The men, each with more than eight years on the job, described how they were helping guide a small plane to a landing on runway 22 when they were distracted by a brightly lit object approaching a different runway without clearance.
“Everyone became aware that the object was unidentified,” their report said. “SATCO (code name for a controller with 14 years experience) reports that the object came in ‘at speed,’ made a touch and go on runway 27, then departed at ‘terrific speed’ in a ‘near vertical’ climb.”
The incident is one of the more credible in the newly public files because it was reported by air traffic controllers, said David Clarke, a UFO expert who worked with the National Archives on the document release.
“They were absolutely astonished,” he said. “It was a bright, circular object, flashing different colors, and after it touched down it disappeared at fantastic speed. The report comes from very qualified people, and it’s one of the few that remained unexplained.”

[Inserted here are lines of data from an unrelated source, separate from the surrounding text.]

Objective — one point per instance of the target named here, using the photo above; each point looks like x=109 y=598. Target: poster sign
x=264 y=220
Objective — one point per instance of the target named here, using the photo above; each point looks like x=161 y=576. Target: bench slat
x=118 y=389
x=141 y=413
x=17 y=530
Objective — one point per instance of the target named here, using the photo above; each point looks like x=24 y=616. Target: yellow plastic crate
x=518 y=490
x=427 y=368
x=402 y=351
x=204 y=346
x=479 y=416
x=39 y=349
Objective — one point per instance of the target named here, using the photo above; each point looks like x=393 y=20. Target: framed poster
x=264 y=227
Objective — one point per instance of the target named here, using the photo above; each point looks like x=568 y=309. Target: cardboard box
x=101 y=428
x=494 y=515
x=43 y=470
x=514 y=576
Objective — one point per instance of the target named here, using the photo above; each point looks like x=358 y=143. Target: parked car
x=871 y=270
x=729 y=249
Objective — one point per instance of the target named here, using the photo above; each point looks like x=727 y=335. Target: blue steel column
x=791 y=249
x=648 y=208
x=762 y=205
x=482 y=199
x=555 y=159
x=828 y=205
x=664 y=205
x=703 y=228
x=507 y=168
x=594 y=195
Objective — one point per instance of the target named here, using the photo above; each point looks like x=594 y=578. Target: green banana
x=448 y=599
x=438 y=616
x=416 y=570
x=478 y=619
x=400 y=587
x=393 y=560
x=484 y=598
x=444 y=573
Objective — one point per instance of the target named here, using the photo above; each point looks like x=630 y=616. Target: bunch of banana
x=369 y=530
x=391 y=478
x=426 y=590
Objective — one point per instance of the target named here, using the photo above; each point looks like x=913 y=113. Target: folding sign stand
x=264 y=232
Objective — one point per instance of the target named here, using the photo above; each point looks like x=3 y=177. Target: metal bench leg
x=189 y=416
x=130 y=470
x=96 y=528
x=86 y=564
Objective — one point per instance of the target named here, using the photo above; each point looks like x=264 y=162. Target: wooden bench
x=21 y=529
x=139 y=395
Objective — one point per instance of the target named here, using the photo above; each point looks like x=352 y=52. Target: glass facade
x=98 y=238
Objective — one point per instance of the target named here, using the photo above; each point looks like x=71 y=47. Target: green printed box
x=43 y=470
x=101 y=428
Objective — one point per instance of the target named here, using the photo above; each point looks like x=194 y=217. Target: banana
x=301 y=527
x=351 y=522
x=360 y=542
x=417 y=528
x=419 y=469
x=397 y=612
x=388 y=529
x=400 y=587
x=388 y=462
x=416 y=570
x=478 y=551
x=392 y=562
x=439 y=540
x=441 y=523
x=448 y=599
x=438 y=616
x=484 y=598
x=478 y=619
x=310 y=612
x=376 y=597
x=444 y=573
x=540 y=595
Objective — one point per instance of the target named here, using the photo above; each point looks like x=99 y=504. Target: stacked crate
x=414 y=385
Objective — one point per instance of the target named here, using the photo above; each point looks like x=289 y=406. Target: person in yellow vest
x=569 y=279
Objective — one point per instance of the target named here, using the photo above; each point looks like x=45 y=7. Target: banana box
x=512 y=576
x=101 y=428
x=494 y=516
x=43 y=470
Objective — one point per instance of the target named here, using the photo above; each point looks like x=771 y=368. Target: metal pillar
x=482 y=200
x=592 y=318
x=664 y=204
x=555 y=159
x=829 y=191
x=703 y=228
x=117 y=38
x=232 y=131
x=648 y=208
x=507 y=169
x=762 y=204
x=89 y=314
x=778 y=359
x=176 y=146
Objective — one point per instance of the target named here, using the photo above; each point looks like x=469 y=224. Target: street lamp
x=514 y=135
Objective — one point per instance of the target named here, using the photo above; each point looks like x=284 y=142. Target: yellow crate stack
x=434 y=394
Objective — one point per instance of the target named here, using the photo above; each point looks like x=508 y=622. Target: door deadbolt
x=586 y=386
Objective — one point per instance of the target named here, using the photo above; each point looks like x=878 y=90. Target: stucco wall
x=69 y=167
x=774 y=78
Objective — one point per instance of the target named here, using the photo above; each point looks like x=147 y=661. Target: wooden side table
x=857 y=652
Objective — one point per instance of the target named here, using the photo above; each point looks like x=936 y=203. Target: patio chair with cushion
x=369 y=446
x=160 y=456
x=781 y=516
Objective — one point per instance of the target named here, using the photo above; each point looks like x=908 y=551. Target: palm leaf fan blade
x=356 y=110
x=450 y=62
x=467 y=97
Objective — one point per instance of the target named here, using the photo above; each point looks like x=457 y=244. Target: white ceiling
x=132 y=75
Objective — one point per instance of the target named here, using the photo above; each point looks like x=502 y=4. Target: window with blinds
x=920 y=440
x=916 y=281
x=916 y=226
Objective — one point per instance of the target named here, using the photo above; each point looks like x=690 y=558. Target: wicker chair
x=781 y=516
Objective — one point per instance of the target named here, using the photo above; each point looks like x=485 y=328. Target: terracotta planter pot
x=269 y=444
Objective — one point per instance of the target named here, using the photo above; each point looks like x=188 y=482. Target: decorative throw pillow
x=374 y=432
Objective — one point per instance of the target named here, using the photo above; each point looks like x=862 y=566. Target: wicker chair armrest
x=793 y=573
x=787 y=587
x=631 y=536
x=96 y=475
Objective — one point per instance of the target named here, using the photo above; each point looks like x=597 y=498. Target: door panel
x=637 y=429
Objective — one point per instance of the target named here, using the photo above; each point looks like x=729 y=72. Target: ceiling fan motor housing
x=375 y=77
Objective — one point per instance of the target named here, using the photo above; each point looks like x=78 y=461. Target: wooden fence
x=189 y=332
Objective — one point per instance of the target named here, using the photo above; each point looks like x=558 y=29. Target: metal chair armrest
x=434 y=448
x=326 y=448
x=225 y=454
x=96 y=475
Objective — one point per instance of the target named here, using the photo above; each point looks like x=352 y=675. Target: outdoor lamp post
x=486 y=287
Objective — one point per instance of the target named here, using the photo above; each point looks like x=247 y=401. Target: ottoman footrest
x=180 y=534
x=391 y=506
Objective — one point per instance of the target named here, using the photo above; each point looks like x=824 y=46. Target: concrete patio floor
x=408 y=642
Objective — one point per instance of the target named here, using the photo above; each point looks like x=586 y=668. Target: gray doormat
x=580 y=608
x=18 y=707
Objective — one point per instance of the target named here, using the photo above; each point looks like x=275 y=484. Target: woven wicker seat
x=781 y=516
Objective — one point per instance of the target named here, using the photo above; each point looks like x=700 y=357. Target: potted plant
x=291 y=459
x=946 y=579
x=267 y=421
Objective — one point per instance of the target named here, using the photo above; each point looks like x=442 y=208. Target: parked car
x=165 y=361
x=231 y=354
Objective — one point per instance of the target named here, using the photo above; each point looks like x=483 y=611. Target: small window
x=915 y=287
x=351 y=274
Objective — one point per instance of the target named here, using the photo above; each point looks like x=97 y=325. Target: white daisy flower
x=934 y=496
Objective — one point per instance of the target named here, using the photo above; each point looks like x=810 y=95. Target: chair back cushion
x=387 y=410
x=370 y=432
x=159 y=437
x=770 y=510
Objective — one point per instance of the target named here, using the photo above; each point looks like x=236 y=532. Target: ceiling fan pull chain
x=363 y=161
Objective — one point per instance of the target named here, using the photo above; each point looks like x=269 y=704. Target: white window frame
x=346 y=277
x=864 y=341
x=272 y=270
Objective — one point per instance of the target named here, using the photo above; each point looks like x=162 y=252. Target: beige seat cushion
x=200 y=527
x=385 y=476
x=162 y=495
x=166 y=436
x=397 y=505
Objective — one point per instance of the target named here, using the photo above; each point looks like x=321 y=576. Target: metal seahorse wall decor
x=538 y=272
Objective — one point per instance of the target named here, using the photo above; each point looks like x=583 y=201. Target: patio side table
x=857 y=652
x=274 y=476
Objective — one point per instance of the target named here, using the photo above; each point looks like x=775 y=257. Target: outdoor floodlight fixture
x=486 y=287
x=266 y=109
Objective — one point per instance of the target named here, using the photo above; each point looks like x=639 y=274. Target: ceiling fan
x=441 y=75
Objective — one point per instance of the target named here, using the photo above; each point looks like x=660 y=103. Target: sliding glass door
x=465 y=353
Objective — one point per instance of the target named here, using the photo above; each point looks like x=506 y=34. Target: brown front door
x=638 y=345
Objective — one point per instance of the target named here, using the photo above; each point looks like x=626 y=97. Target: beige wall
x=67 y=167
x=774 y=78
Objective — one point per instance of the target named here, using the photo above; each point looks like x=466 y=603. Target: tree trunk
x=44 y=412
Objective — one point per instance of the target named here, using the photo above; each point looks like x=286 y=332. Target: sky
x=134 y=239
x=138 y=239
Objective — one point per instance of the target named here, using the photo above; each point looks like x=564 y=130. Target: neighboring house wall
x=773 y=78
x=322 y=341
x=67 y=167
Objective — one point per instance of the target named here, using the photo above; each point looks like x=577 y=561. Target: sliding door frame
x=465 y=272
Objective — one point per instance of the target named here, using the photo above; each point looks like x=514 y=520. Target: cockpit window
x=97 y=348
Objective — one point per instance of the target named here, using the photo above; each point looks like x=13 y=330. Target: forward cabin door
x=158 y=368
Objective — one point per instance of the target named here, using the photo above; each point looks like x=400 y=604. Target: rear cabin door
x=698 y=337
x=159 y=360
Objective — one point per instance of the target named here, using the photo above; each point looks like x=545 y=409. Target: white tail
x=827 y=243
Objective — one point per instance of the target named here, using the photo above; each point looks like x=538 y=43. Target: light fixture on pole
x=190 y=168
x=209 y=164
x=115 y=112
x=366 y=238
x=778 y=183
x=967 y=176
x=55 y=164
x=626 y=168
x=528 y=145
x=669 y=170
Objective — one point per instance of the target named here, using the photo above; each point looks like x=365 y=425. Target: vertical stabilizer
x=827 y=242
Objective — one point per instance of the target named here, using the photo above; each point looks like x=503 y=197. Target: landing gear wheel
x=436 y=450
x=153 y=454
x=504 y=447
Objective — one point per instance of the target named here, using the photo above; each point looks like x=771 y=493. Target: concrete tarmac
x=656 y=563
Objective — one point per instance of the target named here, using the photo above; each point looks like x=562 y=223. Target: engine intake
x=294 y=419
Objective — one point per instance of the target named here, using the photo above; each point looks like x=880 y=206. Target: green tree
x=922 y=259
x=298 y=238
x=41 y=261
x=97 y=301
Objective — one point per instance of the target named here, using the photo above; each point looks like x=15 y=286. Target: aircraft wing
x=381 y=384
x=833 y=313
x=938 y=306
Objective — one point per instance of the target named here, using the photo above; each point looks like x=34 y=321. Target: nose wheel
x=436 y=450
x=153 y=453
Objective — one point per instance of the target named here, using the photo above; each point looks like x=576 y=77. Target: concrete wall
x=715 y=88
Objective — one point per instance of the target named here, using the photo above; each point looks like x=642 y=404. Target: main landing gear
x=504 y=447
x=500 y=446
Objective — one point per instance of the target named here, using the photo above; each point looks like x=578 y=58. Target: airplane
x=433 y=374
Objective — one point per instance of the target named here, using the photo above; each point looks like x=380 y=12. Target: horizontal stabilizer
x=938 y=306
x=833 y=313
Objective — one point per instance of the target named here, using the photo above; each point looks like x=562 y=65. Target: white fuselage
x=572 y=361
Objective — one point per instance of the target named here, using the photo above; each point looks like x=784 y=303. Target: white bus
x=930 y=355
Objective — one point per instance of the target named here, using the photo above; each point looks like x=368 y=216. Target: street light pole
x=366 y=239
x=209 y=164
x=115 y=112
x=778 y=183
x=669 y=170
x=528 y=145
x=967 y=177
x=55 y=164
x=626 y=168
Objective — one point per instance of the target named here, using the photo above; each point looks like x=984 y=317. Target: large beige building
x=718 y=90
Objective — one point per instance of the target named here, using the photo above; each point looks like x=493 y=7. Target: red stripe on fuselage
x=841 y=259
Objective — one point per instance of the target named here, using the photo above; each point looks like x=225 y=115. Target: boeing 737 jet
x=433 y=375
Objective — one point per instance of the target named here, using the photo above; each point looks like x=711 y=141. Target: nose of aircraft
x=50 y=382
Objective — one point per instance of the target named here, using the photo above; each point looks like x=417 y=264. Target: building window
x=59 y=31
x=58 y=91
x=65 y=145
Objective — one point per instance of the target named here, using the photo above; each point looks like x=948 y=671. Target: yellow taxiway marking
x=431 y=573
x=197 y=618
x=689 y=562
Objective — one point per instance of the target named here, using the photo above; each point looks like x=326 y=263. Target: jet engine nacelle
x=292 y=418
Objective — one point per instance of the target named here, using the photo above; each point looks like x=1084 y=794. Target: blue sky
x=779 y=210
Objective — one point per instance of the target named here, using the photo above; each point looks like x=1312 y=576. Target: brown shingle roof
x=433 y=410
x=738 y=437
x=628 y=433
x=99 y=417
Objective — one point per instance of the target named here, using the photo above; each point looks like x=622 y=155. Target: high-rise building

But while there are some unexplained cases in the papers, there is no reported instance in which the Ministry of Defense found any evidence of alien activity or alien spacecraft, said Clarke, who nonetheless expects conspiracy theories about a UFO cover-up by the British defense establishment to persist.
“The Ministry of Defense doesn’t have any evidence that our defenses were breached by alien craft,” Clarke said. “They never found one, no bits of one. That’s all we can say.”
Clarke said the released documents, dealing with the late 1970s and early 1980s, are the first batch in a series that will be made public in the next few years.
The National Archives is releasing the files because of numerous freedom of information requests seeking information about the government’s UFO reports. Officials said that names of many individuals had been blacked out to protect their privacy and that the entire files had been reviewed to make sure their release did not compromise national security.
Ministry of Defense officials indicate in the files that UFO reports were only investigated to make sure no enemy aircraft had illegally entered British airspace. This was crucial during the Cold War when Russian planes posed a threat.
Officials said they did not try to solve UFO riddles once an enemy attack had been ruled out.
The vast majority of UFO reports come from members of the public who see strange things in the sky and jump to the conclusion that a UFO is involved even though there are logical explanations for what they observe, experts said.
“The most common things are aircraft lights, bright stars and planets, satellites, meteors, airships and things like that,” said Nick Pope, another UFO expert who helped the Ministry of Defense investigate the phenomenon.
That was the case when a number of people leaving a Tunbridge Wells pub one night reported seeing a strange craft “with red and green” lights, according to the released documents.
Asked by police where the object seemed to be traveling, the pub crawlers said it appeared to be heading for London’s Gatwick Airport. It didn’t take a scientist to figure out it was a commercial plane making a routine approach.